I’m trying to run the following on Accounts.onCreateUser() on the server when a new user signs up. I’m basically trying to hook into the newly created account and add a new field, but it doesn’t seem to do anything at all.
Hmm so it does work if you try to update or insert to another collection from this hook but you can’t seem to update the Meteor.users collection this way.
The onCreateUser hook runs just before the record is inserted into the database and expects your function to return the user object again.
That returned object is then inserted into the database.
From the docs:
ARGUMENTS
funcFunction
Called whenever a new user is created. Return the new user object, or throw an Error to abort the creation.
The function should return the user document (either the one passed in or a newly-created object) with whatever modifications are desired. The returned document is inserted directly into the Meteor.users collection.
So if you want to add a field to the user record, just add it to the user object and return it:
Accounts.onCreateUser(function (options, user) {
// Directly modify the user object, the modified object will be inserted into the Users Collection
user.uid = 'somethingrandomhere';
return user;
});
Do you know of any good tutorials that go quite deep into Meteor / Mongo routines?
It’s the one area I seem to be struggling with the most.
Most of the things I can find seem to be aimed at single page apps with a single user in mind (i.e little or no interaction with other users on the system), and they are all pretty basic. I’m as new to MongoDB as I am to Meteor (MySQL is what I’m used to) so I’m finding it quite confusing to do some pretty trivial things like displaying a list of users for a “follow” system for instance, without exposing sensitive data (email etc) about all users.
Yes, I’ve read them through many times but it’s just not sinking in. I can do the basic stuff, where I’m coming unstuck is when it comes to security measures when accessing / sharing collections that contain sensitive data.
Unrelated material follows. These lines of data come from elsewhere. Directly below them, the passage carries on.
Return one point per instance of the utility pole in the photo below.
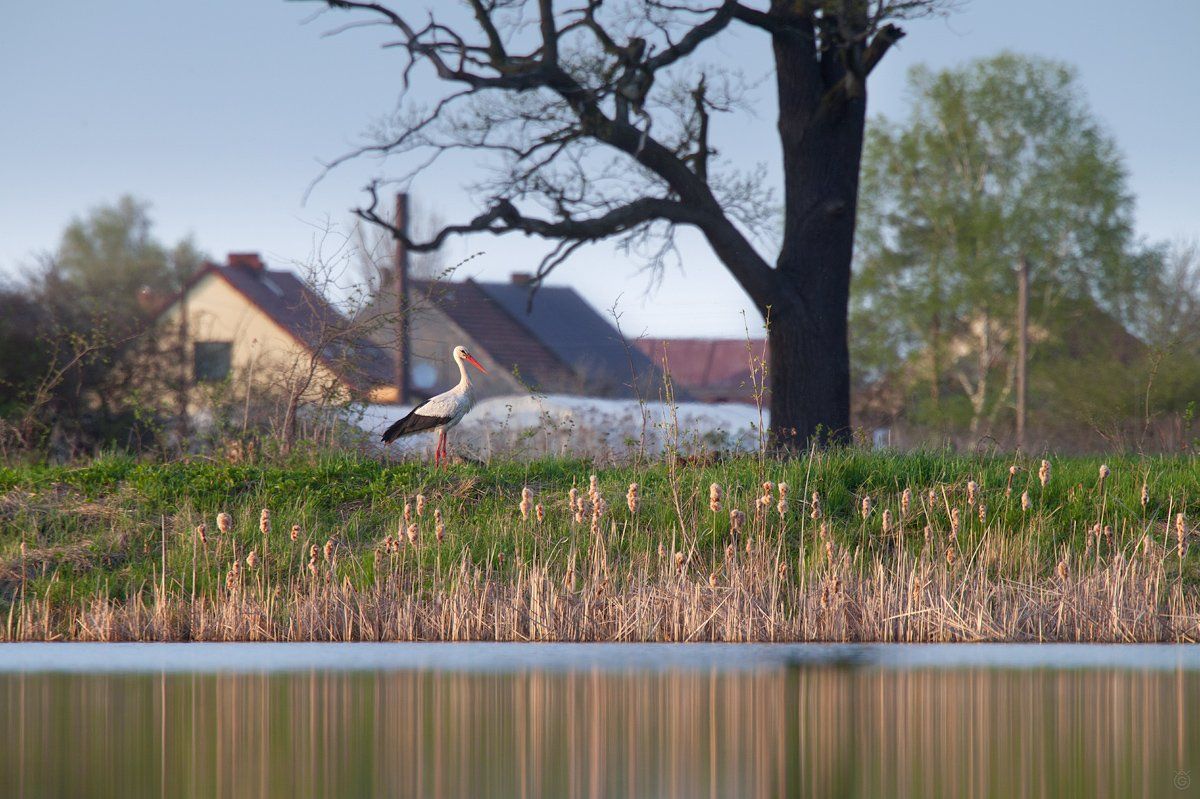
(401, 284)
(1023, 343)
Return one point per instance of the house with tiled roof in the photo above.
(551, 342)
(241, 318)
(713, 370)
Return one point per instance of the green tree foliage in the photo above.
(78, 325)
(1000, 158)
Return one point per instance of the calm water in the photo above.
(607, 720)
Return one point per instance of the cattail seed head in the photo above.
(737, 518)
(714, 498)
(526, 503)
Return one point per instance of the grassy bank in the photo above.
(949, 548)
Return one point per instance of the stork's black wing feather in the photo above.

It is totally possible that I’m way overthinking it, as illustrated in my original question in this thread, and a big part of that is the fact that I’m still uncomfortable with Mongo and how it’s data is accessed, from a security point of view. Again, this is probably due to my MySQL background where, as I’m sure you know, security and access rights are a major issue. I guess it’s freaking me out a bit that security issues don’t seem to play a big part in any of the Meteor tutorials that I’ve followed. In short I think I’m really looking for a “Do’s & Don’ts” of Mongo / Meteor.
I know about autopublish and insecure and those have been removed, but I’m still a bit in the dark about best practices when it comes to accessing and sharing Mongo data.
Let’s face it, you can create a MySQL database and access it using the root account forever by using software to control what you can do. However, that’s clearly risky, and you would normally limit access very tightly by assigning appropriate right to users.
In MongoDB, you can make similar tradeoffs - have an all-powerful user and limit access through software - that’s basically what you get out of the box with a simple Meteor application. There are packages to help (or possibly hinder, in the case of insecure and autopublish) - alanning:roles being one. You can also secure access at the database level using MongoDb role-based access, which is recommended for any serious app.
Meteor makes some fairly sensible decisions regarding the data which is exposed to the clients via pub/sub. However, if you choose to, you can expose everything to everyone. It’s mostly down to common-sense planning: the principle of least privilege being a good touchstone.
Where the password definitely shouldn’t include special characters and the authSource is the database inside Mongo where you’re creating your users in.
What you’re then looking for is either a readWrite or a dbOwner rule.
I probably should create a pull request for the Meteor documentation to reflect this factoid - took me a bit to figure it out.